Though Woffington's performance as Lothario was not considered a success, it was famous enough to be recorded in paint by the artist John Lewis, whose depiction of her in the role is now owned by the National Portrait Gallery in London. She also was not the first woman to play Lothario, as that distinction belongs to Charlotte Clarke, the eccentric daughter of the actor and dramatist Colley Cibber.

Rubery argues that Woffington played Lothario in an effort to seriously show off her talents as a performer. Women who appeared as men in comedies were not expected to act entirely realistically, and part of the fun for the audience was to see a person they knew to be female in a male role. This could actually reinforce gender binaries rather than fight against them, since a woman playing a man was being held up as something inherently comic.

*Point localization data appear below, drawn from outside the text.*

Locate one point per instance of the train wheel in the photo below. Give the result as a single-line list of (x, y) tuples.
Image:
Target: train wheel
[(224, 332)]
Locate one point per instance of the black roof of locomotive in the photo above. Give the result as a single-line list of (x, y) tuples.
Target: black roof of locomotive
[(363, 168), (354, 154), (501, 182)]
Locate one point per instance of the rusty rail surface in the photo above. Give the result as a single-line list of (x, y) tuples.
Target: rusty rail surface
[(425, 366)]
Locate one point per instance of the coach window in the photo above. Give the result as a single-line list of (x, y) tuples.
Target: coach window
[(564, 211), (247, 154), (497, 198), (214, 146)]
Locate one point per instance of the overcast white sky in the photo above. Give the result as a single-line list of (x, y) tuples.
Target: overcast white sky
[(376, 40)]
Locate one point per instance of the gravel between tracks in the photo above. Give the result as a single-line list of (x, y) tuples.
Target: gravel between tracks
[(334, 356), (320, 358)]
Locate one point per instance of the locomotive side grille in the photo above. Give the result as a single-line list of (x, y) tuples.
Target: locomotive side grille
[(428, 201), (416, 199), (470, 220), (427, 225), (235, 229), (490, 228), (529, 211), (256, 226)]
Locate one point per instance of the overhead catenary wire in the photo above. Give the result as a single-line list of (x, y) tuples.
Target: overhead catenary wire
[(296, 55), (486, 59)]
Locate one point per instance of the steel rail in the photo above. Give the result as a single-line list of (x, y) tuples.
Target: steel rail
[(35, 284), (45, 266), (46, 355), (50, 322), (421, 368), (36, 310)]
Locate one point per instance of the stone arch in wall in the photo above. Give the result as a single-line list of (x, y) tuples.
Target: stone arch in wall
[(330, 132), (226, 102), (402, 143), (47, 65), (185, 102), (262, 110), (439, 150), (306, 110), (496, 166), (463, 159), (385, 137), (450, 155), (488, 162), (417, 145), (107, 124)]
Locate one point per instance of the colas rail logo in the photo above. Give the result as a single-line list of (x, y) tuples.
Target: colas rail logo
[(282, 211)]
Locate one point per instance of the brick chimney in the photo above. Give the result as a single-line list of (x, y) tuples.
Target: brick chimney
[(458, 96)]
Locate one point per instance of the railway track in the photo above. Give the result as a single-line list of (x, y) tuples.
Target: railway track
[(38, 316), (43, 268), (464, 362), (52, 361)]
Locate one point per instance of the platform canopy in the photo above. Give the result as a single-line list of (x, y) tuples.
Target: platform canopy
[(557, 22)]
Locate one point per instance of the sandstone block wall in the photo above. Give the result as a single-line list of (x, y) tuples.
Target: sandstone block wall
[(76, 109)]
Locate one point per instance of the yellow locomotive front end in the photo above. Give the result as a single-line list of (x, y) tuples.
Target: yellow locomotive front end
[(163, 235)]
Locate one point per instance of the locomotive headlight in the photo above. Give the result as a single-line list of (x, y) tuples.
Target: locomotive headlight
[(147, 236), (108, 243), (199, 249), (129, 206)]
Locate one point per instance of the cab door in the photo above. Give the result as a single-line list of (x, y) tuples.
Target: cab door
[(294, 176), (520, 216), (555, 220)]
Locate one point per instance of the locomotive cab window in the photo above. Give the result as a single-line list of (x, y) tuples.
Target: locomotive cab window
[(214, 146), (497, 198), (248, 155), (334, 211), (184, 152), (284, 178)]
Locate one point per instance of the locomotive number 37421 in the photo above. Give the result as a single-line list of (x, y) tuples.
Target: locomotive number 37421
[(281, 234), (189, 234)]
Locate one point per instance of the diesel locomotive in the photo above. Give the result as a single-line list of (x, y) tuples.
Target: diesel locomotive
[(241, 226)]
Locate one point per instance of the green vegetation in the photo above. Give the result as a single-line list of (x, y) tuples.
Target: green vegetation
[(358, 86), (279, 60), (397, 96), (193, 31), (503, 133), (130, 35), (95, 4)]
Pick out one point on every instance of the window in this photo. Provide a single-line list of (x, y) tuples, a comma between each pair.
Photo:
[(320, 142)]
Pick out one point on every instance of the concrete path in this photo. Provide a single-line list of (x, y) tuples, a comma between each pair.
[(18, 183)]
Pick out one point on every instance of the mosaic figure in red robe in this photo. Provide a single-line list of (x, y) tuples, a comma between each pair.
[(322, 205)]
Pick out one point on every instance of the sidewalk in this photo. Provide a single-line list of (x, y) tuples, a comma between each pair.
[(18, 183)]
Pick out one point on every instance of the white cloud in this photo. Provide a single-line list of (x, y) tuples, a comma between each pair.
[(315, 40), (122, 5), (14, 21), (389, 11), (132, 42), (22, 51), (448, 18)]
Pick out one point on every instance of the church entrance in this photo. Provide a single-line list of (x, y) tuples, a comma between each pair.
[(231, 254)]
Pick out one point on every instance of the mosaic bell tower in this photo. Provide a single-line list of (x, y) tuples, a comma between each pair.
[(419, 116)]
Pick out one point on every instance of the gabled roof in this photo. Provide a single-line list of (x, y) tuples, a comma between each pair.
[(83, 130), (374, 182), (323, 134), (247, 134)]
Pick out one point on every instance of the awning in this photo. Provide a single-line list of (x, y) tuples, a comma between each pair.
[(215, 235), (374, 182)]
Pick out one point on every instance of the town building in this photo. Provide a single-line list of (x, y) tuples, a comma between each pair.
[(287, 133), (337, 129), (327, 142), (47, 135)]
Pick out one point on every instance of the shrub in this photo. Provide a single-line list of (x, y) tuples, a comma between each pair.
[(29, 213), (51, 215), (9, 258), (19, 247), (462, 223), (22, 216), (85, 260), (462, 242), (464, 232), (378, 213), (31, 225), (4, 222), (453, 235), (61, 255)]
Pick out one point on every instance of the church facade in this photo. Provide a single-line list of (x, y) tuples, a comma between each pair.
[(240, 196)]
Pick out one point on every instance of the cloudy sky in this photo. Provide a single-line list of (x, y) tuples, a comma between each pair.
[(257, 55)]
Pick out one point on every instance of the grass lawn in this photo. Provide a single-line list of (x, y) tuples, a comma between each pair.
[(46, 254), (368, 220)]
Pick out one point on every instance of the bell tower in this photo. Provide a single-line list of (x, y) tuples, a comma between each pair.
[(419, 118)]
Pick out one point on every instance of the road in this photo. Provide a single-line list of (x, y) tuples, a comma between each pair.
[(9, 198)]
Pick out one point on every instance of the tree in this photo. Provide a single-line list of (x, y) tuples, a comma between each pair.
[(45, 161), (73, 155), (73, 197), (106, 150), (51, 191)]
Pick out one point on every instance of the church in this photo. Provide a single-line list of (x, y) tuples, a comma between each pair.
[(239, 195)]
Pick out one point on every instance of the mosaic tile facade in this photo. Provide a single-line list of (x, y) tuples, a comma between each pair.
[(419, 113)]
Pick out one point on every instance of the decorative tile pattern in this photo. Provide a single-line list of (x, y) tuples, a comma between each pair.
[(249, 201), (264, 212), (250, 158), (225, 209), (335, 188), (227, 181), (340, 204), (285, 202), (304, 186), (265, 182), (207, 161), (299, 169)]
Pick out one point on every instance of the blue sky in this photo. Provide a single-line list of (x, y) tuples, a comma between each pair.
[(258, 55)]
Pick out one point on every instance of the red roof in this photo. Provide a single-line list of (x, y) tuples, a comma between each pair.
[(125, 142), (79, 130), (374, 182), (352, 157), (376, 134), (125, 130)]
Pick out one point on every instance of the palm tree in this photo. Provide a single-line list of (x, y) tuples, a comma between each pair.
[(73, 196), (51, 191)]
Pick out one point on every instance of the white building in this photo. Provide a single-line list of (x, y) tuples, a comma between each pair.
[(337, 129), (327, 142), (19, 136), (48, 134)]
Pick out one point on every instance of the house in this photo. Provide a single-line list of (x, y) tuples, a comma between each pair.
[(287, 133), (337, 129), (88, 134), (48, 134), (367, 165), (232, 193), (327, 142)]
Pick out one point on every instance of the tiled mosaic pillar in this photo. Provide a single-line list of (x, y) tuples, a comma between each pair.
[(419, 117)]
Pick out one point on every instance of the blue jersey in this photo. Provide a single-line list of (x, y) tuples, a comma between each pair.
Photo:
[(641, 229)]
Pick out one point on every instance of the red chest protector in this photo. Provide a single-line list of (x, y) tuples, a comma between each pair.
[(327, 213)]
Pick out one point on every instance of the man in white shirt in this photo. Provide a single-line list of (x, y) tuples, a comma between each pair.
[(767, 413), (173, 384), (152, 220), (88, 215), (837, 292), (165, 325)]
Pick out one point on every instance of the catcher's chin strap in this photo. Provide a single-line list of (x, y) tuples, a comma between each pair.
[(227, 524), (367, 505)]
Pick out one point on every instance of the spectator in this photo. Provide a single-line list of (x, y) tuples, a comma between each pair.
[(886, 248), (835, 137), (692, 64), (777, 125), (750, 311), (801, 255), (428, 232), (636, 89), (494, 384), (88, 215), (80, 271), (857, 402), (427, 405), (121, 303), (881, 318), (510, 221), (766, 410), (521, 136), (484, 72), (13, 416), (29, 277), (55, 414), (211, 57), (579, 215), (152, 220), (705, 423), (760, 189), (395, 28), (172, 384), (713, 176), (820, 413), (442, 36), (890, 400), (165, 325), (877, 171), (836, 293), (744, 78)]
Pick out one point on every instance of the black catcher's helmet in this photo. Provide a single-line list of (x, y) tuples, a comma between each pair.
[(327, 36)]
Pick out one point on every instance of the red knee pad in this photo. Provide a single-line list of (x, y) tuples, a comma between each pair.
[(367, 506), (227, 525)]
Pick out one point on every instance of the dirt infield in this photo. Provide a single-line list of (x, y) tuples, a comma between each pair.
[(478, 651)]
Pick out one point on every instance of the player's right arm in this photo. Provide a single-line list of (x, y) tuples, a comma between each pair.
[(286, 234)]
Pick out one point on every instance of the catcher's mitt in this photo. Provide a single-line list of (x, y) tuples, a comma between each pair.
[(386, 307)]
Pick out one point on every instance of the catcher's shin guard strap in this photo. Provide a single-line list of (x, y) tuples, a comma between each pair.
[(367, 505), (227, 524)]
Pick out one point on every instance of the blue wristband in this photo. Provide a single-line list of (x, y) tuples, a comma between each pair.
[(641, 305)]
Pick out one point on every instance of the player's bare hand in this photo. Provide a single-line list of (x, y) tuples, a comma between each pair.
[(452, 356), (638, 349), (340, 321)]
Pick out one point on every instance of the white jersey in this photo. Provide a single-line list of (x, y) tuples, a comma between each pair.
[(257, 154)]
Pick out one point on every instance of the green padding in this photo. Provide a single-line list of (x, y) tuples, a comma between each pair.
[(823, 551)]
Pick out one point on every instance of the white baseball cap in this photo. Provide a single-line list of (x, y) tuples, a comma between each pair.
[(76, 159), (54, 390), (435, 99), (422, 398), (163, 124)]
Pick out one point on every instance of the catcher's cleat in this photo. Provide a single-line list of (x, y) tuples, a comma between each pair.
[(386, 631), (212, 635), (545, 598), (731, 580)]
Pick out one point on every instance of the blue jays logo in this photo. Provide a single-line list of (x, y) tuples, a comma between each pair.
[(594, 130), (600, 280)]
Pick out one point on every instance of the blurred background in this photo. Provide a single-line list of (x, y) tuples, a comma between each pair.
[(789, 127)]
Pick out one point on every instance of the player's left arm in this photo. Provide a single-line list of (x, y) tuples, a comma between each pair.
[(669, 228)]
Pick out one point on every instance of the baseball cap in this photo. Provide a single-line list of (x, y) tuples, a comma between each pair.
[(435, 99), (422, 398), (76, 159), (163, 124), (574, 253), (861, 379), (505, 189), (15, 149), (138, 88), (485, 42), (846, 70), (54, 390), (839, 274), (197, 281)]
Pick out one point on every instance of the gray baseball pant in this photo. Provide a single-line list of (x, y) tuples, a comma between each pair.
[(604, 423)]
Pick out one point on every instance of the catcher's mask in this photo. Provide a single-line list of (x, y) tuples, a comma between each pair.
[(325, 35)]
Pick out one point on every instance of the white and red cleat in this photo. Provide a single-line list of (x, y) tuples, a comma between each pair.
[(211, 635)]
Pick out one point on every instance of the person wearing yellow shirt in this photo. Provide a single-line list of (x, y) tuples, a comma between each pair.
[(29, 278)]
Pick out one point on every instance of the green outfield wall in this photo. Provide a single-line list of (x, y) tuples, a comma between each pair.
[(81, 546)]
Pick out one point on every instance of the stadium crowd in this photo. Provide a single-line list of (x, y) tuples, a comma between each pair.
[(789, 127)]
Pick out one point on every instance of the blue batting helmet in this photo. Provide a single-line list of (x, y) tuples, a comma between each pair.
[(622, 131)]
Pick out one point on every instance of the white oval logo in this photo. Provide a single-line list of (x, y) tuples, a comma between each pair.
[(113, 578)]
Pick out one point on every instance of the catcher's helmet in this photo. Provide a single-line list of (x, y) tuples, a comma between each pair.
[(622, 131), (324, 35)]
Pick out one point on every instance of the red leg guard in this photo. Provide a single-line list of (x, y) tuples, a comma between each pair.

When a woman played a man in a tragedy, however, which was thought of as more realistic, she was expected to make the audience forget her sex and enter more fully into the illusion of the play. This, Rubery argues, made Woffington's appearance as Lothario a bit scandalous. She quotes a rather interesting poem that commemorated the performance:

     All adroit, each taper Thigh enclos'd
     In manly Vestments, with Parisian step;
     Light as the bounding Doe she tripp'd along,
     The gay LOTHARIO, in his Age of Joy.
     Venus surpriz'd, thus whisper'd 'Let me die,
     If dear ADONIS wore a lovelier Form.'
     Then clasp'd the Youth-dres'd Damsel to her Breast,
     And sighing, murmur'd, O that for my Sake
     Thou wert this Instant what thou represents.

Perhaps the realism of Woffington's Lothario was a bit too much for audiences to take. In the play, Lothario is a heartless seducer of women. How much worse it might have been in the minds of some audience members if that heartless seducer of women was another woman!